Violin also has a good line of sight into revenues over the next 2-3 quarters as $16 million of deferred revenues booked for development work with Toshiba moves from Violin's balance sheet onto the P&L.
In addition, strong revenue gains should be accompanied by potential gross margin expansion from the current 40 percent plus to about 50 percent in fiscal 2014. Margins would be driven by the ramp of the 6264 array and rollout of 19nm across most of Violin's offerings, mix towards a greater portion of software and the ramp of higher margin PCIe cards.
Violin could launch additional software capabilities in upcoming quarters where its software stack will ultimately include a full suite of enterprise-class data management features.

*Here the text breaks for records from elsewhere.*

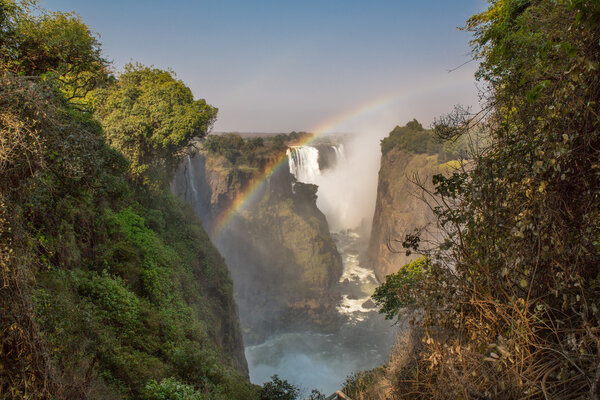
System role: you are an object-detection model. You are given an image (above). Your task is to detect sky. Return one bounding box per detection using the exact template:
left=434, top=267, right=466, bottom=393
left=40, top=0, right=486, bottom=133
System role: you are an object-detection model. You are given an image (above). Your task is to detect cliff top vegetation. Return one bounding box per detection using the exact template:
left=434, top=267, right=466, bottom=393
left=0, top=0, right=258, bottom=400
left=381, top=119, right=467, bottom=162
left=376, top=0, right=600, bottom=399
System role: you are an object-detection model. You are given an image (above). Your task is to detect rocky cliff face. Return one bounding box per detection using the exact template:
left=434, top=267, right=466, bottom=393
left=367, top=121, right=464, bottom=281
left=173, top=147, right=342, bottom=344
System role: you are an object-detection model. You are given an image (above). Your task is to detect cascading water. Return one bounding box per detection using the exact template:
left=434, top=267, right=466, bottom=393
left=286, top=146, right=321, bottom=183
left=246, top=141, right=397, bottom=394
left=331, top=144, right=346, bottom=164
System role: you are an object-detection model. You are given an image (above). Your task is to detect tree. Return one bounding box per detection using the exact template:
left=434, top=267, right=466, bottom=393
left=95, top=64, right=217, bottom=183
left=260, top=374, right=300, bottom=400
left=372, top=0, right=600, bottom=399
left=0, top=0, right=108, bottom=105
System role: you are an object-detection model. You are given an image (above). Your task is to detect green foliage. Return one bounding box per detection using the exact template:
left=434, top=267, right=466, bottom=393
left=383, top=0, right=600, bottom=399
left=381, top=119, right=467, bottom=162
left=0, top=4, right=256, bottom=399
left=145, top=377, right=206, bottom=400
left=260, top=375, right=300, bottom=400
left=0, top=0, right=107, bottom=105
left=95, top=64, right=217, bottom=184
left=372, top=257, right=430, bottom=319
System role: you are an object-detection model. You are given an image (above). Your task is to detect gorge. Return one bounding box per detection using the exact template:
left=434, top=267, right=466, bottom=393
left=172, top=136, right=396, bottom=393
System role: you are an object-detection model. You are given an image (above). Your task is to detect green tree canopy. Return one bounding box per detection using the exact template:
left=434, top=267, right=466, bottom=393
left=95, top=64, right=217, bottom=186
left=0, top=0, right=108, bottom=103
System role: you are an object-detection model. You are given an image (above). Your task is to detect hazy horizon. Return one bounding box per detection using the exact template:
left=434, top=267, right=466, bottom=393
left=40, top=0, right=484, bottom=133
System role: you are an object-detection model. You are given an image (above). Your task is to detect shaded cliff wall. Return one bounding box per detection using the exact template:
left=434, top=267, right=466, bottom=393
left=173, top=151, right=342, bottom=344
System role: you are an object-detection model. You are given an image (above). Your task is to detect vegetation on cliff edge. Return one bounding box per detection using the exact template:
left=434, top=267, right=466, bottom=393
left=370, top=0, right=600, bottom=399
left=0, top=0, right=257, bottom=400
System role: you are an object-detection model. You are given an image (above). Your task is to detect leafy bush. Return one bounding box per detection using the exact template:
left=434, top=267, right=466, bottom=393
left=260, top=375, right=300, bottom=400
left=145, top=377, right=207, bottom=400
left=372, top=257, right=430, bottom=319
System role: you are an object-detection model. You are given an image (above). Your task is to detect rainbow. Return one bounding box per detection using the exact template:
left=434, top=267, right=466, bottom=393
left=213, top=95, right=398, bottom=235
left=213, top=75, right=473, bottom=235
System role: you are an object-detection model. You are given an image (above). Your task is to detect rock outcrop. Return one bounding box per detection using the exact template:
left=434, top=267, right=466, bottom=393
left=173, top=146, right=342, bottom=344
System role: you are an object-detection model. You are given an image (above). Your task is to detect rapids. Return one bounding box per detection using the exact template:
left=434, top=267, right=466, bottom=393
left=246, top=230, right=397, bottom=395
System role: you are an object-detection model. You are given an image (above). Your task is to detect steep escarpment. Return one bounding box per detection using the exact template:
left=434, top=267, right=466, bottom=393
left=0, top=5, right=256, bottom=400
left=173, top=134, right=342, bottom=343
left=367, top=120, right=461, bottom=282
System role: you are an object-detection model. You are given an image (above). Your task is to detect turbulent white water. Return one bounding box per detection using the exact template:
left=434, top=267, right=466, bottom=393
left=246, top=231, right=396, bottom=395
left=331, top=144, right=346, bottom=164
left=286, top=146, right=321, bottom=183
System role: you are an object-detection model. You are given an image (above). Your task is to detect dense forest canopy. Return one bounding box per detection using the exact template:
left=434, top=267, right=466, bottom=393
left=375, top=0, right=600, bottom=399
left=0, top=0, right=258, bottom=400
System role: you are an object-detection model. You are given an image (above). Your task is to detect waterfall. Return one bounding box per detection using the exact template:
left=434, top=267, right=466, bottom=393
left=331, top=144, right=346, bottom=165
left=286, top=146, right=321, bottom=183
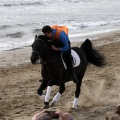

"As Violin's software offering matures and the hardware migrates to 19nm, we expect Violin's margin profile to improve materially," Whitmore said.
Meanwhile, Violin has a strategic relationship with Toshiba, which has invested about $42 million in Violin and owns about 14 percent of Violin's common equity. Toshiba's commitment to Violin speaks to the company's strong IP position.
Furthermore, Toshiba is Violin's primary supplier of NAND flash, which provides an advantageous cost position, visibility on product supply and a close working relationship with Toshiba's development roadmap.
In addition, Toshiba entered into a development deal with Violin to develop PCIe cards. Violin's PCIe cards are experiencing strong initial traction with new customers and would convert into meaningful or! ders/book! ings in future periods.
"Beyond validating Violin's IP, we believe this relationship provides significant strategic and tactical benefits to Violin in the form of cost, time to market and the potential for significantly expanded market reach. Over time, we expect both parties to realize meaningful value from the partnership," Whitmore noted.
On the other hand, Violin is investing heavily to build out its direct sales force which is producing meaningful losses due to significant opex outlays. Violin has a significant cash burn rate given its heavy investment in sales force expansion and R&D.
Violin also competes in a competitive market against large and established data storage providers such as EMC, NetApp, IBM and HP.
"At current investment rates and growth trajectory, we are modeling Violin to be EBIT and Cash flow positive in FY16 / CY15.," Whitmore added.